Coal consumption in the EU was flat last year, after declining in 2014, and in the UK, the last operating coal mine was shuttered in December last year. Miners leave after working the final shift at Kellingley Colliery. Kellingley is the last deep coal mine to close in England, bringing to an end centuries of coal mining in Britain.
Source: Associated Press
Miners work about 500 meters underground at the Boleslaw Smialy coal mine, a unit of coal miner Kompania Weglowa (KW) in Laziska Gorne, Silesia, southern Poland, September 11, 2015. Coal mining has taken centre stage in the campaign for this month's parliamentary election in Poland, an outsize political role that threatens the country's hard-won economic growth and reputation in Europe.
Coal miners eat as they break their fast during the holy month of Ramadan, 740 meters (2,427 feet) deep inside the Stara Jama coal mine, in Zenica, Bosnia and Herzegovina, July 15, 2015.
A miner waits for a bus after leaving Zasyadko coal mine in Donetsk, March 4, 2015. Dozens of miners were trapped underground and feared dead after a blast on Wednesday at a coal mine in the eastern Ukrainian rebel stronghold of Donetsk, with rescuers saying the chance of finding many survivors was slim.
Miners prepare for their last working day at Hungary's last hard coal deep-cast mine at Markushegy, December 23, 2014. The underground mine, west of the capital city Budapest, has to stop producing coal at the end of this year in line with an EU effort to shut down uncompetitive hard coal mines.
A laborer takes a break at a coal-dump site outside Mazar-i-Sharif, November 6, 2014.
Miner Mohammad Ismail, 25, digs in a coal mine in Choa Saidan Shah, Punjab province, Pakistan, April 29, 2014.
Workers at this mine in Choa Saidan Shah dig coal with pick axes, break it up, and load it onto donkeys to be transported to the surface.
All in all, global demand for coal has stalled for the first time since the 1990s, according to the International Energy Agency, which expects coal’s share of global power generation to fall from 41% now to 37% by 2020, even has use rises in India and Southeast Asia. Here, a worker carries a container filled with drinking water at a railway coal yard on the outskirts of the western Indian city of Ahmedabad.
Source: Associated Press
More than 200 coal-powered plants are slated for retirement in the US, where coal's share of energy generation was 36% in 2015, down from 50% ten years prior.

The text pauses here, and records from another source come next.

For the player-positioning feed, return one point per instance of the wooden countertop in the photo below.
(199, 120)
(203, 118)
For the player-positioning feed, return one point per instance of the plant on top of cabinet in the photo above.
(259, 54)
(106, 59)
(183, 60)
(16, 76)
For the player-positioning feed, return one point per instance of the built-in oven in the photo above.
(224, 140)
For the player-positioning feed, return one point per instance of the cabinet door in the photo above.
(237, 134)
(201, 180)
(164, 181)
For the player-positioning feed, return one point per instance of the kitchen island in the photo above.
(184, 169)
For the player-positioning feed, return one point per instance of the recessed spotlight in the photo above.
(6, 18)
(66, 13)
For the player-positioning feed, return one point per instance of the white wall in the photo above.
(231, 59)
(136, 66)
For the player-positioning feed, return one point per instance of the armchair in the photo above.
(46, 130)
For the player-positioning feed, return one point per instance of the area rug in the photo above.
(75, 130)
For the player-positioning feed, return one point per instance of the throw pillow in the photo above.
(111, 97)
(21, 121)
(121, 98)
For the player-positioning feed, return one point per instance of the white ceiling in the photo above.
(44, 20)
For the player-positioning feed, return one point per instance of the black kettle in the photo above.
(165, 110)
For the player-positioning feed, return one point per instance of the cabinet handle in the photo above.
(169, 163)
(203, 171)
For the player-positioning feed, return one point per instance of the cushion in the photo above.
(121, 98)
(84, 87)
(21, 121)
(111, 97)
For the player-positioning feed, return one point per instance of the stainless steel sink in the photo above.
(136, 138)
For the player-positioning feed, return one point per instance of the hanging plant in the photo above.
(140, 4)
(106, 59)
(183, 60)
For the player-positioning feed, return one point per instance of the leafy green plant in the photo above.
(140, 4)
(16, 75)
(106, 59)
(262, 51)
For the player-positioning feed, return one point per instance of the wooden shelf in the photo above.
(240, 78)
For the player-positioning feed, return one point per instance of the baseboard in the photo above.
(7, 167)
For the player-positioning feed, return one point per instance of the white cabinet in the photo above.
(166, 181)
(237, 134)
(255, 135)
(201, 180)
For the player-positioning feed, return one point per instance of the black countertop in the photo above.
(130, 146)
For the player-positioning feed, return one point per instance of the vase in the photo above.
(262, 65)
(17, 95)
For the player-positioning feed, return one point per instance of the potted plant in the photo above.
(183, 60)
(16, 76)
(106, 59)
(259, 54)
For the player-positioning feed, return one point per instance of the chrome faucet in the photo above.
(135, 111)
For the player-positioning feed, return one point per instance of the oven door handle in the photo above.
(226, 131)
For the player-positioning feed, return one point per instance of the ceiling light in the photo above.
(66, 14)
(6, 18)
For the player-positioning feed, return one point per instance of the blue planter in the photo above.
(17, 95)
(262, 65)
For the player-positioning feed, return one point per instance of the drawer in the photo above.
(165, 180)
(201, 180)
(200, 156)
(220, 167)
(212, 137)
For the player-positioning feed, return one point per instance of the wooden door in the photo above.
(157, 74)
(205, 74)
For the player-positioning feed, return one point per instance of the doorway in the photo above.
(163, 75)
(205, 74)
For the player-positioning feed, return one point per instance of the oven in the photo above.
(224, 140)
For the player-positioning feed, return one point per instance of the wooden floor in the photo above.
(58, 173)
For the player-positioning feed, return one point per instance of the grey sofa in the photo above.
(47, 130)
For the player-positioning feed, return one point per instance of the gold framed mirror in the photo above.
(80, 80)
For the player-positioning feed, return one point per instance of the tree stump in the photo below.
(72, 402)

Coal miners enter a coal mine for the start of an afternoon shift near Gilbert, West Virginia.
Source: Bloomberg
Workers unload coal from a truck into a stock field in Cigading harbour in Cilegon, Banten province, October 14, 2010. Indonesia, the world's top thermal coal exporter, may produce 340 million tonnes of coal in 2011, from an estimated 310 million tonnes in 2010, said the chairman of the Indonesian Coal Mining Association.
Steve Torgersen, a Norwegian mining expert, shows the size of a fossil footprint of a hippopotamus-like creature, a pantodont, on the roof of a coal mine on the Norwegian Arctic island of Spitsbergen, April 24, 2007.
A coal miner registers the quantity of coal produced by each miner on an improvised chalkboard inside an artisanal mine, or "pocito," at the town of Nueva Rosita, Mexico, July 31, 2008. The mines, called "pocitos" or "little holes" and known for their rudimentary and often dangerous mining techniques, were trying to boost output as prices for imports soared and Mexico looked for more local coal to power up its electricity grid. Record high prices for fuel oil had pushed the country's state-run electricity commission, or CFE, to consider converting some of its plants to burn coal.
Rescuers carry a miner who sustained injuries after a mine explosion to an ambulance in Soma, a district in Turkey's western province of Manisa, May 14, 2014. Rescuers pulled more dead and injured from the coal mine in western Turkey more than 12 hours after an explosion, bringing the death toll to 201 in the nation's worst mining disaster for decades. Hundreds more were still believed to be trapped in the mine in Soma, around 120 km (75 miles) northeast of the Aegean coastal city of Izmir. The explosion triggered a fire in the mine.